<手延べ麺職人>いなさの郷(浜松市北区)

 奥浜名湖の豊かな自然に恵まれた浜松市北区引佐町にある平屋造りの製麺所。8月上旬、つるんとしたのど越しに涼を求め、お盆直前まで注文が入る作業場は、白糸のカーテンで埋め尽くされた。幾重にも垂れ下がる美しい麺は「遠州手延べそうめん」。両手で2本の箸を操って麺を延ばし、麺同士の張り付きを防ぐためにも欠かせない「箸入れ」に精を出すのは加藤剛さん(41)。「くっついたまま乾燥すると麺が曲がって商品にならない」。父の通夫さん(70)は素早い箸さばきで、慎重に麺に命を吹き込んでいく。

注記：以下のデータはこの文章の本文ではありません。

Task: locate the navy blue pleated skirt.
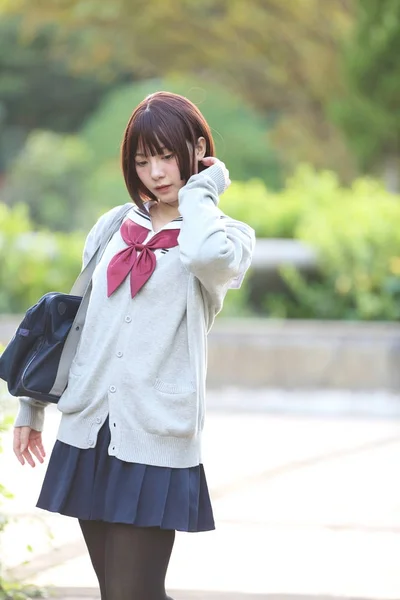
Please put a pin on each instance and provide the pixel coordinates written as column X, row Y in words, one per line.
column 89, row 484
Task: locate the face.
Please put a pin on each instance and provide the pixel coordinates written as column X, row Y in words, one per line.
column 160, row 174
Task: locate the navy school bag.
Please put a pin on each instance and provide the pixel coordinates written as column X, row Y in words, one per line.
column 37, row 360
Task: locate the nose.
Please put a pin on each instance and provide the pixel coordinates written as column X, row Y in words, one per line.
column 157, row 170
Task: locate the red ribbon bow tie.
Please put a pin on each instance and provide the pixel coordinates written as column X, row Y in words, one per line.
column 140, row 266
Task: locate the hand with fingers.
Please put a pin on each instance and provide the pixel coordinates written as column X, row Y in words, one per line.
column 27, row 444
column 209, row 161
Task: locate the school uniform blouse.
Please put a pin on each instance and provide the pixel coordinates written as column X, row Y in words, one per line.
column 141, row 360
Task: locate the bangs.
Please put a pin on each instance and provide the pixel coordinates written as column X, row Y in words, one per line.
column 152, row 135
column 163, row 121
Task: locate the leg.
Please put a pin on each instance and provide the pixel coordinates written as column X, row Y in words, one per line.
column 94, row 533
column 136, row 561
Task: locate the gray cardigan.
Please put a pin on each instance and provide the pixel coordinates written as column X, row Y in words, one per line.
column 142, row 361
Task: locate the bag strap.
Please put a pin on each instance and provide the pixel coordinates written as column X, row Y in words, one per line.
column 83, row 287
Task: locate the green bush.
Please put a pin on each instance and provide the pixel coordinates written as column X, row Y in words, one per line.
column 49, row 176
column 355, row 232
column 33, row 262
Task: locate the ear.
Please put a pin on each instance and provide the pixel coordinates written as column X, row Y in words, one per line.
column 200, row 149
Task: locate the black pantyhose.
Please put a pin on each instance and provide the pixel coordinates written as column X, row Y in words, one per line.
column 130, row 562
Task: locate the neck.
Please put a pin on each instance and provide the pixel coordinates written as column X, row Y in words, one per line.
column 164, row 211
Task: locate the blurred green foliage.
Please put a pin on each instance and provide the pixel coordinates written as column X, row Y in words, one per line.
column 33, row 262
column 49, row 176
column 355, row 232
column 367, row 108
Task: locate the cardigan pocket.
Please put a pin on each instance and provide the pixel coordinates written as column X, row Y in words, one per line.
column 173, row 411
column 174, row 387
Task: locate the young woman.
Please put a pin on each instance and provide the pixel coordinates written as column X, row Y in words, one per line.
column 127, row 461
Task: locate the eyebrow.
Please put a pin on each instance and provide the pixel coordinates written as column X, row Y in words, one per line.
column 162, row 148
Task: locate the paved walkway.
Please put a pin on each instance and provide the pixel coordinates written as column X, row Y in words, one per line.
column 306, row 498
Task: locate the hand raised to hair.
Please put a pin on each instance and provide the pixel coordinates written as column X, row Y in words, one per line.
column 209, row 161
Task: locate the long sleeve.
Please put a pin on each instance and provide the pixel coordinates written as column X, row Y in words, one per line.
column 31, row 412
column 214, row 247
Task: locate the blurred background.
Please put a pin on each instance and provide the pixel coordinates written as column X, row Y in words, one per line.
column 303, row 99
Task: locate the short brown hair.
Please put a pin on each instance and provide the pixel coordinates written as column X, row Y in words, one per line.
column 163, row 119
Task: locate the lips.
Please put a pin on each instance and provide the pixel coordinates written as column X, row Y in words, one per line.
column 163, row 188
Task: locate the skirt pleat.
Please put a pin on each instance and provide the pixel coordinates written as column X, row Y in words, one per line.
column 90, row 484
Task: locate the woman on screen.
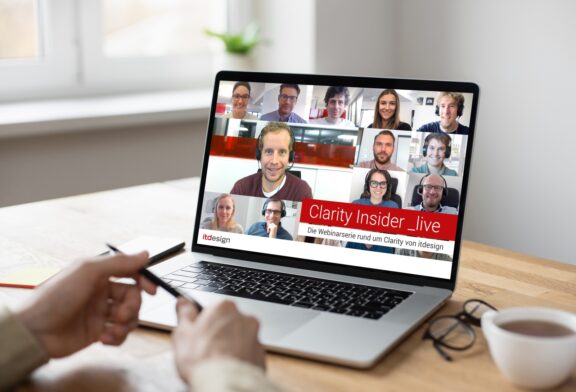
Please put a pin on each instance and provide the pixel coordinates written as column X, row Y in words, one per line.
column 377, row 192
column 240, row 100
column 223, row 220
column 387, row 112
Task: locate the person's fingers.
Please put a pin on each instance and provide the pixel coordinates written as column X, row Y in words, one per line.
column 125, row 309
column 185, row 311
column 253, row 325
column 114, row 334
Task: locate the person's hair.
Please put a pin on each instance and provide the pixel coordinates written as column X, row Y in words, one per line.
column 457, row 97
column 387, row 194
column 337, row 90
column 274, row 127
column 387, row 133
column 245, row 84
column 394, row 121
column 294, row 86
column 446, row 140
column 215, row 225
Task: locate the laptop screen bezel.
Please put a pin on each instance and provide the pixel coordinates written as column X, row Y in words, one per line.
column 353, row 81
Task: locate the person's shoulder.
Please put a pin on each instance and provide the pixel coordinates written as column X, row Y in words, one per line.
column 449, row 210
column 404, row 126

ハタにつるした麺を2本の箸で素早く操る加藤剛さん(左)。父親で創業者の通夫さんと遠州手延べ麺の伝統を守る
ハタにつるした麺を2本の箸で素早く操る加藤剛さん(左)。父親で創業者の通夫さんと遠州手延べ麺の伝統を守る

 奈良時代、中国から伝わったとされるそうめんは日本最古の麺といわれる。毎朝4時、小麦粉に塩と水を加えてこね始め、よりを加えながら棒状に整える。もっちりと弾力のある食感を生む「寝かし」と熟成を繰り返し徐々に細く仕上げていく。昔は全て手作業だったが、時代の流れと生産量の増加で、こねや成形、麺の乾燥には機械も併用する。
 それでも「コシや食感を左右する大事な部分」という熟成の見極めや伸ばす前の油塗り、木製ざおに麺を掛けて延ばすハタ掛けは昔ながらの手作業。「最後は自分の手や指の感覚が頼り。気温や湿度、作る商品によって熟成のタイミングや時間が違い、まさに麺との駆け引き。そこが面白みでもある」。会社勤めを辞めて家業を継いだ剛さんの言葉には、度重なる失敗に悩み、試行錯誤から体得した自信が宿る。
 うどんやそば、ひやむぎも製造するが「そうめんで手延べをやるのは県内ではここだけ。伝統を守りつつ、若い感性で新しいことにも挑戦してくれればいい」。通夫さんは二代目への信頼を言葉ににじませた。
 来年は創業40周年を迎える。「昨日より今日、今日より明日、もっといい麺を作ることに執着する。うなぎパイや浜松餃子のように浜松といえば手延べ麺と思い出してもらえるようにしたい」。平成の次の時代を見据える剛さんは、決意を新たにした。

 ■コレがなくっちゃ
 分け箸
 麺さばきや伸ばしで必ず使う。長さ約60センチで自由自在に操れるようになれば一人前の証しだ。一方で剛さんは「本当に究極の道具だと思うのは人の手。多くの先人がブランドに育て上げた“手延べ”ですから」と語る。

 ■ドンナトコ コンナトコ
 名刹[めいさつ]方広寺や井伊直虎ゆかりの龍譚寺に近い山間地に新しい特産品を作ろうと地元有志らが約40年前に手延べ麺の会社を設立。2年後に加藤通夫さんが引き継いだ。
 家族で茶も栽培しているため新茶の時期のみ製麺は休業。それ以外は通年で稼働する。
 最近は地元JAの依頼で手掛けた新タマネギ味のそうめんや、直虎関連商品など浜松らしいコラボレーション麺も手掛け、話題を集めている。